Detoxification of MGO is also important for reducing glycation stress. MGO is a highly reactive dicarbonyl compound and the major precursor in the formation of AGEs [46,47]. When MGO production exceeds the detoxification capacity, it can modify arginine residues to form MGO-derived AGEs [47]. The most important MGO detoxification system is the glyoxalase system and glyoxalase 1 functions as a rate-limiting enzyme in this system. Under normal physiological conditions, >99% of MGO is metabolized via the glyoxalase system [48]. In the present study, propolis enhanced glyoxalase 1 activity in the EDL muscle (Figure 3), indicating its capability to detoxify MGO, and thereby in inhibition of MGO-derived AGE production. Therefore, in addition to the inhibitory effect of AGE formation, an enhancement of the glyoxalase system mediated by Brazilian propolis may contribute to the inhibitory effect of accumulation of MGO-derived AGEs in the skeletal muscle.

Inflammation is a crucial contributor toward pathology of diseases implicated in skeletal muscle dysfunction [25,49,50]. Binding of AGEs to AGE receptors including RAGE and TLR4 are potent inducers of inflammatory responses [22]. Inhibition of RAGE and TLR4 effectively reversed the AGE-induced inflammatory signaling [22,51]. In the present study, Brazilian propolis showed no effect of mRNA expression of RAGE, but prevented MGO-treated induction of IL-1β, IL-6, and TLR4 (Figure 4). Consistent with this observation, previous studies have shown that propolis inhibits production of IL-1β in human immune cells [52] and IL-6 in murine macrophages [53]. The current study is the first study that shows that Brazilian propolis has a protective effect on AGE-induced inflammatory responses in the skeletal muscle.

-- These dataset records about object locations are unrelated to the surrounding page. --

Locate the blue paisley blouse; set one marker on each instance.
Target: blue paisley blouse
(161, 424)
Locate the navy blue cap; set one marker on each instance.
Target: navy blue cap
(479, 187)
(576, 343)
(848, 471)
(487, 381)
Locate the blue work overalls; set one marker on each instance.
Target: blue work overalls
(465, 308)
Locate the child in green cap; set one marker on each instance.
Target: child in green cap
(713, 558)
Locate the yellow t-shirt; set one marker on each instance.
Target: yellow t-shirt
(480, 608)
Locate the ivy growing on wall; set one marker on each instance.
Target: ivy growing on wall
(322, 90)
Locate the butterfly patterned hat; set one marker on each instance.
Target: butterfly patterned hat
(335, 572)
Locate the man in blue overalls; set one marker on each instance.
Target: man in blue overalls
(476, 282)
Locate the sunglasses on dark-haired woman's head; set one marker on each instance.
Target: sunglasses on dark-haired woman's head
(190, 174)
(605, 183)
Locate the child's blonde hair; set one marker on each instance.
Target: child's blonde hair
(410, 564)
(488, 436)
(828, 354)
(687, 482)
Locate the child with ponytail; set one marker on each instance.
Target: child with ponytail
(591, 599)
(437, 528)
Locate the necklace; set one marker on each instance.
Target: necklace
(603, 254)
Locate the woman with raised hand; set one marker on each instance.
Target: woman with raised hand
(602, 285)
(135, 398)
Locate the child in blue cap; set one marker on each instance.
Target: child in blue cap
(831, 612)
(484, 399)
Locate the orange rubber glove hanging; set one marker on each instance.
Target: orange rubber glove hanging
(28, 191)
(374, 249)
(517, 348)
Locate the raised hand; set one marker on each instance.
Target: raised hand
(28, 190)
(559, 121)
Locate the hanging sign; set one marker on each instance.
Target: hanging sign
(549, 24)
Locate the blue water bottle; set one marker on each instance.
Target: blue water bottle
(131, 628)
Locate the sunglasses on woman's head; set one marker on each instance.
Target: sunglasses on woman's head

Among the various components of Brazilian propolis [27,28], kaempferide [54], ferulic acid [55], and caffeic acid derivatives [56] are established inhibitors of AGE formation. Furthermore, it has been shown that propolis-induced anti-inflammatory responses may occur due to the synergistic effect of its compounds, artepillin C [57], coumaric acid and cinnamic acid [53], and hesperidin, quercetin, and caffeic acid derivatives [52]. Flavonoid compounds also have a stimulating effect on the glyoxalase system and thereby contribute to neuroprotection [58]. Collectively, the protective activity of propolis against glycation stress in the skeletal muscle may be attributed to the combined biological activity of these phenolic compounds.

Food and fluid intakes were significantly affected by propolis and/or MGO treatment (Table 2). Food intake was reduced in the MGO + PRO group compared with that in the other groups, thus suggesting that MGO + PRO group received a lower contribution from propolis. However, the beneficial effects of propolis, including reduced AGEs accumulation and inflammatory responses, were confirmed in this group. Fluid intake was affected by treatment with MGO and/or propolis, but there was no difference between the MGO and MGO + PRO groups, thus indicating that the beneficial effects of propolis in the MGO + PRO group, including reduced MGO-derived AGEs content and inflammatory responses, were not caused by decreased MGO consumption. Therefore, we believe that the difference of food and fluid intakes does not influence the conclusions of this study.

5. Conclusions

The present study revealed that Brazilian propolis protects against MGO-induced glycation stress in mouse skeletal muscles. Brazilian propolis inhibits the accumulation of AGEs, promotes MGO detoxification, and reduces the levels of proinflammatory cytokines. However, Brazilian propolis does not prevent glycation-induced muscle mass reduction. These bioactivities of Brazilian propolis may be effective to protect skeletal muscle dysfunctions induced by aging and pathogenesis.